Anche se qualcuno non credette alla storia, Ali raccontò nella sua biografia che la prima medaglia fu gettata dal Jefferson Bridge a St. Louis sempre nello stesso anno, dopo un’aggressione razzista.
Ali, che all’epoca si chiamava ancora Cassius Clay, entrò in un ristorante interdetto agli afroamericani con il suo amico Ronnie King. Quando la cameriera gli disse che non era autorizzata a servirli, Ali rispose di essere il campione olimpico, sventolando la medaglia che portava sempre con sé. Il proprietario non retrocesse di un millimetro, ma Ali era Ali così scattò la rissa. Poco dopo, ancora sporco di sangue, lanciò la sua medaglia d’oro nel Mississippi. Dirà nel libro:
“La mia luna di miele olimpica era finita con tutte le sue illusioni. Così per la prima volta guardai la medaglia d’oro solo come un oggetto e la lanciai nel fiume e subito mi sentii calmo e rilassato, cosciente del fatto che le mie vacanze romane erano finite e già bisognoso di una nuova forza segreta“.

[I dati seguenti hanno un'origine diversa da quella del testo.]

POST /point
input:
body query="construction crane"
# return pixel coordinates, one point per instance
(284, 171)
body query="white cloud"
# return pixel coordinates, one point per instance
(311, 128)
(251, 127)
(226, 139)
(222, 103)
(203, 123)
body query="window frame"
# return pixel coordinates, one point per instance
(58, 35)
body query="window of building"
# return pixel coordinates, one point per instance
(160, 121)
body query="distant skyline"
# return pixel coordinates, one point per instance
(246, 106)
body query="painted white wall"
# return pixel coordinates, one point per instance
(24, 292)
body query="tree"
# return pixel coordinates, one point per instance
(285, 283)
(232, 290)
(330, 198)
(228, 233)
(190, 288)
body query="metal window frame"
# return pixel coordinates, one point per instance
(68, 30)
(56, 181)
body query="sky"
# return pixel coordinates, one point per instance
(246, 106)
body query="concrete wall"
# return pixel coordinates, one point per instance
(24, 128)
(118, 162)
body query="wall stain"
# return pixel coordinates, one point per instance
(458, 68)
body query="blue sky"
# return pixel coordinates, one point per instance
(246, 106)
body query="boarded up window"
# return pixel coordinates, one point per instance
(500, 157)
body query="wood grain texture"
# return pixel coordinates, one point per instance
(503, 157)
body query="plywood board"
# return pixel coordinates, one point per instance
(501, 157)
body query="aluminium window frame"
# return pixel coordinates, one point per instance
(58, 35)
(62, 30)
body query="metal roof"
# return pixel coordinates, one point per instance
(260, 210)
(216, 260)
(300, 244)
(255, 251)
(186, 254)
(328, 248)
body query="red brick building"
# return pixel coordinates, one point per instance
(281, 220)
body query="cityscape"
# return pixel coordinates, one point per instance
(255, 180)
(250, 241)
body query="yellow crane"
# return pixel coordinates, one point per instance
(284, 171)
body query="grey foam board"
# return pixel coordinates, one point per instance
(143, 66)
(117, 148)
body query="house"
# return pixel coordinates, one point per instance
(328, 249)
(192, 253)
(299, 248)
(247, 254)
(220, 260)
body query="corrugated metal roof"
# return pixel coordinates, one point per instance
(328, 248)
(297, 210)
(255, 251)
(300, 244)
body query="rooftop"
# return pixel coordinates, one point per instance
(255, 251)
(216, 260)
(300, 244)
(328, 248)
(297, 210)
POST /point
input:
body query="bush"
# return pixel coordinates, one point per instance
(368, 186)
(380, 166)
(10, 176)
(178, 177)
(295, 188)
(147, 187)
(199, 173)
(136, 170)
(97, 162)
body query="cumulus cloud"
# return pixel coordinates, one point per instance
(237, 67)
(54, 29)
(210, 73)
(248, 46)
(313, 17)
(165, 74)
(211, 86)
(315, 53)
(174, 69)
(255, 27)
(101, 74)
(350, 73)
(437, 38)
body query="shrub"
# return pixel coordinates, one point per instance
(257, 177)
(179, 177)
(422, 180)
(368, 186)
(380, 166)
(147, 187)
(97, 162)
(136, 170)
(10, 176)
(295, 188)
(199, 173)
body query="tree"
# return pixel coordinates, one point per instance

Così, il 4 agosto 1996, nell’intervallo della finale del torneo di basket tra USA ed ex-Jugoslavia, il Comitato Olimpico Internazionale “premiò” Ali con una replica della sua medaglia d’oro. Il pugile la strinse a sé, dandole un bacio.
Con la cerimonia di Atlanta, Ali risposò le Olimpiadi. E che avesse un rapporto speciale con le Olimpiadi lo confermò qualche anno dopo, nel 2012, quando presenziò ai Giochi di Londra. Portando la bandiera olimpica alla cerimonia d’apertura, nonostante i problemi fisici. Venne infatti assistito da sua moglie Lonnie.